Passwords have the fundamental problem that they are reusable. If an attacker sees a password, she can later replay the password. The system cannot distinguish between the attacker and the legitimate user, and allows access. An alternative is to authenticate in such a way that the transmitted password changes each time. Then, if an attacker replays a previously used password, the system will reject it.

  • Definition 12–7. Let user U desire to authenticate himself to system S. Let U and S have an agreed-on secret function f. A challenge-response authentication system is one in which S sends a random message m (the challenge) to U, and U replies with the transformation r = f(m) (the response). S validates r by computing it separately.

Challenge-response algorithms are similar to the IFF (identification—friend or foe) techniques that military airplanes use to identify allies and enemies.

Pass Algorithms

  • Definition 12–8. Let there be a challenge-response authentication system in which the function f is the secret. Then f is called a pass algorithm.

Under this definition, no cryptographic keys or other secret information may be input to f. The algorithm computing f is itself the secret.

One-Time Passwords

The ultimate form of password aging occurs when a password is valid for exactly one use. In some sense, challenge-response mechanisms use one-time passwords. Think of the response as the password. As the challenges for successive authentications differ, the responses differ. Hence, the acceptability of each response (password) is invalidated after each use.

  • Definition 12–9. A one-time password is a password that is invalidated as soon as it is used.

A mechanism that uses one-time passwords is also a challenge-response mechanism. The challenge is the number of the authentication attempt; the response is the one-time password.

The problems in any one-time password scheme are the generation of random passwords and the synchronization of the user and the system. The former problem is solved by using a cryptographic hash function or enciphering function such as the DES, and the latter by having the system inform the user which password it expects—for example, by having all the user's passwords numbered and the system providing the number of the one-time password it expects.

One-time passwords are considerably simpler with hardware support because the passwords need not be printed on paper or some other medium.

Hardware-Supported Challenge-Response Procedures

Hardware support comes in two forms: a program for a general-purpose computer and special-purpose hardware support. Both perform the same functions.

The first type of hardware device, informally called a token, provides mechanisms for hashing or enciphering information. With this type of device, the system sends a challenge. The user enters it into the device. The device returns the appropriate response. Some devices require the user to enter a personal identification number or password, which is used as a cryptographic key or is combined with the challenge to produce the response.

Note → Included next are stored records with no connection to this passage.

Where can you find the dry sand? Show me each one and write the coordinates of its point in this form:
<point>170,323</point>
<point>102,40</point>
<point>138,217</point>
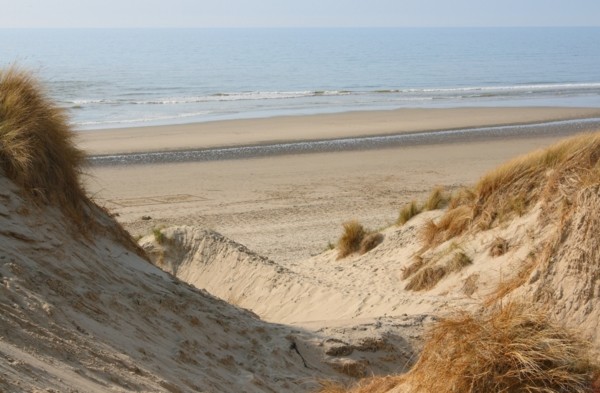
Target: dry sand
<point>314,127</point>
<point>289,207</point>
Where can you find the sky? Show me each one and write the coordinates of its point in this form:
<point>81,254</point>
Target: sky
<point>298,13</point>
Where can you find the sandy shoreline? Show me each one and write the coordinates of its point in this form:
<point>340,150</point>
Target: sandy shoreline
<point>289,207</point>
<point>313,128</point>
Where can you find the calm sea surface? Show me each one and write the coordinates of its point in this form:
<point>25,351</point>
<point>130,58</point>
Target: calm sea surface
<point>121,77</point>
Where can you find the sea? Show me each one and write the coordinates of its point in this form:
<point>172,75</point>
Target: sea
<point>110,78</point>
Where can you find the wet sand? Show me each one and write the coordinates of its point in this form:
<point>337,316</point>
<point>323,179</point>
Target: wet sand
<point>289,206</point>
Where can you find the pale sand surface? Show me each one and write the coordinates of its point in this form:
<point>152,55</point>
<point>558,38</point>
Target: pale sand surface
<point>289,207</point>
<point>315,127</point>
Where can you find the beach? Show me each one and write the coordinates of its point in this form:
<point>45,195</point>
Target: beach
<point>291,206</point>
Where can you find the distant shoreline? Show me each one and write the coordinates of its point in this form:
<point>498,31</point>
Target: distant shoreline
<point>545,129</point>
<point>331,132</point>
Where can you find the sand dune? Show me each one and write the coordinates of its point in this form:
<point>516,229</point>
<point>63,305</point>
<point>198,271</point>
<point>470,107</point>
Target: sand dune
<point>497,291</point>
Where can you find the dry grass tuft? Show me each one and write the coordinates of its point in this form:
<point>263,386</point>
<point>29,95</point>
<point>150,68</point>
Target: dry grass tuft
<point>498,247</point>
<point>437,199</point>
<point>351,239</point>
<point>369,242</point>
<point>549,176</point>
<point>452,224</point>
<point>511,349</point>
<point>357,239</point>
<point>459,262</point>
<point>37,151</point>
<point>407,212</point>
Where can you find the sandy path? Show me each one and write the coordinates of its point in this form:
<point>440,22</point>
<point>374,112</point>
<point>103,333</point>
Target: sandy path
<point>290,207</point>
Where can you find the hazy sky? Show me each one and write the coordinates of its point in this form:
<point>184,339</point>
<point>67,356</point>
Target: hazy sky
<point>294,13</point>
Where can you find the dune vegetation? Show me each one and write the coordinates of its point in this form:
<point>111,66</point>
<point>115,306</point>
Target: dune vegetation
<point>513,347</point>
<point>356,239</point>
<point>510,349</point>
<point>37,151</point>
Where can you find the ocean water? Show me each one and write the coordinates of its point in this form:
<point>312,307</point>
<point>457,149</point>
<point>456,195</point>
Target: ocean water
<point>110,78</point>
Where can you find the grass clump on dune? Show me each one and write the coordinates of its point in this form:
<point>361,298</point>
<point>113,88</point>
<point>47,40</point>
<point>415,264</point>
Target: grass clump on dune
<point>437,199</point>
<point>39,155</point>
<point>37,151</point>
<point>548,176</point>
<point>511,349</point>
<point>357,239</point>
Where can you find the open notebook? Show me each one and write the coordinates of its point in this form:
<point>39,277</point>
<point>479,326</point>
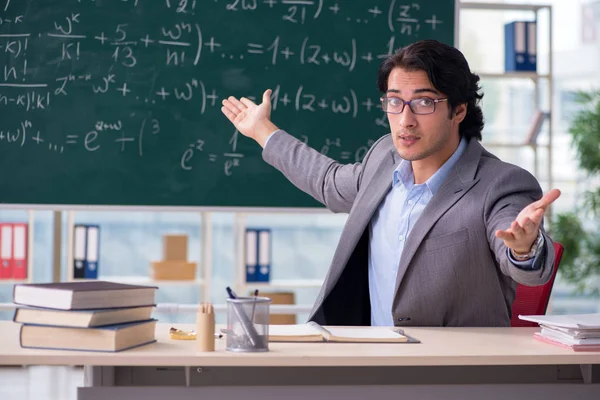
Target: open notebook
<point>313,332</point>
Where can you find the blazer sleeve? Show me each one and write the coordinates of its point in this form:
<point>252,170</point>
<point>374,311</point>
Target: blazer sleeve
<point>510,192</point>
<point>333,184</point>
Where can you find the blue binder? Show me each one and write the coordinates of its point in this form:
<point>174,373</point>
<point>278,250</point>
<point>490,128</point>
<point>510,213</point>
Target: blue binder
<point>264,256</point>
<point>251,252</point>
<point>258,255</point>
<point>92,251</point>
<point>86,248</point>
<point>520,46</point>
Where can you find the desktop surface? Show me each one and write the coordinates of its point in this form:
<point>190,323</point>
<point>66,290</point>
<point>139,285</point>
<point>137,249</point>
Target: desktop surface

The second type of hardware device is temporally based. Every 60 seconds, it displays a different number. The numbers range from 0 to 10n – 1, inclusive. A similar device is attached to the computer. It knows what number the device for each registered user should display. To authenticate, the user provides his login name. The system requests a password. The user then enters the number shown on the hardware device, followed by a fixed (reusable) password. The system validates that the number is the one expected for the user at that time and that the reusable portion of the password is correct.

Challenge-Response and Dictionary Attacks

Whether or not a challenge-response technique is vulnerable to a dictionary attack of type 1 depends on the nature of the challenge and the response. In general, if the attacker knows the challenge and the response, a dictionary attack proceeds as for a reusable password system.

In practice, it is not necessary to know the value of r. Most challenges are composed of random data combined with public data that an attacker can determine.

Bellovin and Merritt [77] propose a technique, called encrypted key exchange, that defeats dictionary attacks of type 1. Basically, it ensures that random challenges are never sent in the clear. Because the challenges are random, and unknown to the attacker, the attacker cannot verify when she has correctly deciphered them. Hence, the dictionary attack is infeasible.

The protocol assumes that Alice shares a secret password with Bob.

  1. Alice uses the shared password s to encipher a randomly selected public key p for a public key system. Alice then forwards this key, along with her name, to Bob.

  2. Bob determines the public key using the shared password, generates a random secret key k, enciphers it with p, enciphers the result with s, and sends it to Alice.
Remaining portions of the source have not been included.